If your NIM is not close to 5.00%, you had better be generating a high level of noninterest income or have a low level of noninterest expense or someone is going to eat your lunch if bottomline results are not achieved.
Retail banking is only one area of "banking". The other areas which are revenue generators are corporate banking, trade finance, asset management, foreign exchange, investments (bond and stock market - although this area has been more of an income loser in the past four years).
There is the trend for banks to move away from traditional reliance on net interest income (interest income - interest expense) to fee generated income and this is where revenues come in from credit cards, asset management services etc.
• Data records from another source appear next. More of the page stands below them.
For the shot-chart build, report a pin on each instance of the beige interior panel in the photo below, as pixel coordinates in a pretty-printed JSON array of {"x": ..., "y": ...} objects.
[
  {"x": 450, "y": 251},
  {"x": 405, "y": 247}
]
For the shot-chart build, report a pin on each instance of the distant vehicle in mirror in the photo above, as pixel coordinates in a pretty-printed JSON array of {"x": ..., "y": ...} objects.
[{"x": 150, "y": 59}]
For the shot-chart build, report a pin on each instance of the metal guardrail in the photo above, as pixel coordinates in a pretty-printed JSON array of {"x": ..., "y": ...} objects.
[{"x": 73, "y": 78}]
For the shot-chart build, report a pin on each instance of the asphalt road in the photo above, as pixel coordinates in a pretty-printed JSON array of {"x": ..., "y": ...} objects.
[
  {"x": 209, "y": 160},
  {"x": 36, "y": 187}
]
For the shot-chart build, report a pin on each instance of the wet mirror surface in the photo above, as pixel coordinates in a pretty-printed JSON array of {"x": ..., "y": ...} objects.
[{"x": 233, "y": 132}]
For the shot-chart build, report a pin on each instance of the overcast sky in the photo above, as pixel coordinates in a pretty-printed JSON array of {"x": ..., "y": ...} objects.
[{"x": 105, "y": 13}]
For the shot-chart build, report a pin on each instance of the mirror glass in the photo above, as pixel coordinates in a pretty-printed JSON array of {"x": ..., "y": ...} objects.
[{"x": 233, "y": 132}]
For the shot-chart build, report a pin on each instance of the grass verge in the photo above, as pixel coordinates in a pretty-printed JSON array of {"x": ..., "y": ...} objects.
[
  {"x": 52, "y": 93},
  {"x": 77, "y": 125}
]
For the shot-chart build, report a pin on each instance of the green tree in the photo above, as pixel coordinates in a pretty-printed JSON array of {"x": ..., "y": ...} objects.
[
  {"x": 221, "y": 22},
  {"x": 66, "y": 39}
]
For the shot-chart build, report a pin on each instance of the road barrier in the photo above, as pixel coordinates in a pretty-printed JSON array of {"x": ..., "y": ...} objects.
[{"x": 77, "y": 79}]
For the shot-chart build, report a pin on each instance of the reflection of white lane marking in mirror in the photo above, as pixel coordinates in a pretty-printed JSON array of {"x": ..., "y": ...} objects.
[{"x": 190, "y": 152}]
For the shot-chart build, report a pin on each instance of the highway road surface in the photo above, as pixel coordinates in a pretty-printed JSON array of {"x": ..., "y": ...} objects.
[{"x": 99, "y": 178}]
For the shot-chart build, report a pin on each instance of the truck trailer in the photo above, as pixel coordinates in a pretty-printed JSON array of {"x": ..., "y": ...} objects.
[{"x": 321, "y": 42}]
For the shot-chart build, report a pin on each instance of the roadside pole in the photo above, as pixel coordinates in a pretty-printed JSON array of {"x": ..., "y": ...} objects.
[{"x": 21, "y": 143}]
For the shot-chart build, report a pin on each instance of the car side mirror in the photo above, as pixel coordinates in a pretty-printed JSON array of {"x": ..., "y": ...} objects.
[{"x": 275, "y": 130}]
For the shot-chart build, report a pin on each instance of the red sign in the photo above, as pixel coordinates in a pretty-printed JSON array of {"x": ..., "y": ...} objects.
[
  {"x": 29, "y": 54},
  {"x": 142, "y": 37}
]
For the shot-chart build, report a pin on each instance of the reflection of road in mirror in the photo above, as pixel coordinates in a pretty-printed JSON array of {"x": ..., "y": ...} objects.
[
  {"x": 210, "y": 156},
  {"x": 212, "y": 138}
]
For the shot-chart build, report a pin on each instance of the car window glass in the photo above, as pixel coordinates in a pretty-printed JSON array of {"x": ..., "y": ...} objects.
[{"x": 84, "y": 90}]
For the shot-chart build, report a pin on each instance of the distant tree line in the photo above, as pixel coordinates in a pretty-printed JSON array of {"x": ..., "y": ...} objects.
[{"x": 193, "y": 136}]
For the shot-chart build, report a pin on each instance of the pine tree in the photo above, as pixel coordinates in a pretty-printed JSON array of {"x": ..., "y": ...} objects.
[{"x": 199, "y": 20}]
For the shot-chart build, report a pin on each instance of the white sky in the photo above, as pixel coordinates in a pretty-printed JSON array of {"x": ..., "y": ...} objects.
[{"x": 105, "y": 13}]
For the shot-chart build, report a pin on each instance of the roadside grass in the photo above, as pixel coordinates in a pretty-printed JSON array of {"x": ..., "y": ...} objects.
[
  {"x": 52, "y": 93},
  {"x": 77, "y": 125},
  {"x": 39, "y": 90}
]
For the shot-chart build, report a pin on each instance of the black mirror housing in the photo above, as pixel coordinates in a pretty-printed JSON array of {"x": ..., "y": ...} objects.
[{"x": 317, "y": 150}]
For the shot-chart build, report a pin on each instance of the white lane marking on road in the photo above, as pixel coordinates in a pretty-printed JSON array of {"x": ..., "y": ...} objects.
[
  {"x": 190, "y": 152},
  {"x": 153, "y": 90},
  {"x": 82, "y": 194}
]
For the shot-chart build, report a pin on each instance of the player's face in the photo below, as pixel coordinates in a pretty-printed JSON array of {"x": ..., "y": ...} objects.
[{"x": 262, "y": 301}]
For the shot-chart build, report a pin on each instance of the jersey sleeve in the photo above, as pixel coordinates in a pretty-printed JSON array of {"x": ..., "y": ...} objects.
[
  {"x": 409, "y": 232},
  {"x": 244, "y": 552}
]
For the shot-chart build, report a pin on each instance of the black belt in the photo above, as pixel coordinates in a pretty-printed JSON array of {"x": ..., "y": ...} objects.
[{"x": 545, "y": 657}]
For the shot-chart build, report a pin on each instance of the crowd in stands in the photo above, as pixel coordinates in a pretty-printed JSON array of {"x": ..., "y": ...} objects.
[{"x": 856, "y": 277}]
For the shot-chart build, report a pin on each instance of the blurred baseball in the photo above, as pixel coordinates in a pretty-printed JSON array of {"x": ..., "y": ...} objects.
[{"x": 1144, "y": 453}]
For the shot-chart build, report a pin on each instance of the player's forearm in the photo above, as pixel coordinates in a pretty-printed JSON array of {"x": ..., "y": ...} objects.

If you look at major US banks over the past couple of years, Retail Banking profit has been a constant. Regardless of the stock market, Retail Banking seems to be the "workhorse" line of business. Not particulary sexy, but steady. A few years ago when the stock market was booming, the revenue stream from retail looked pale in comparision to commercial and investment banking, but as the pendulum has swung, retail looks like a safer place to hang your hat.
#10 - 07/28/0507:59 PMRe: Introductory Bank Economics Question
Anonymous
Unregistered
Can anyone help me on this question? Suppose that the price of fertilizer, an input in the production of corn, falls. We would predict that the equilbrum quantity of corn will rise or fall? and the equilibrum price of corn will rise or fall?
#11 - 08/01/0511:30 AMRe: Introductory Bank Economics Question
Anonymous
Unregistered
If the price of fertilizer falls, the cost of production of the corn would also fall. Therefore I would say that, based on a straight supply and demand curve your quantity would go up and your price would go down
#12 - 08/01/0505:46 PMRe: Introductory Bank Economics Question
Anonymous
Unregistered
This is hilarious. Someone just revived a thread I started 2 years and 4 months ago so that they could get help with something that looks suspiciously like a homework question. Still working at a company peripherally related to banking. Still following this board. Fascinating reading here.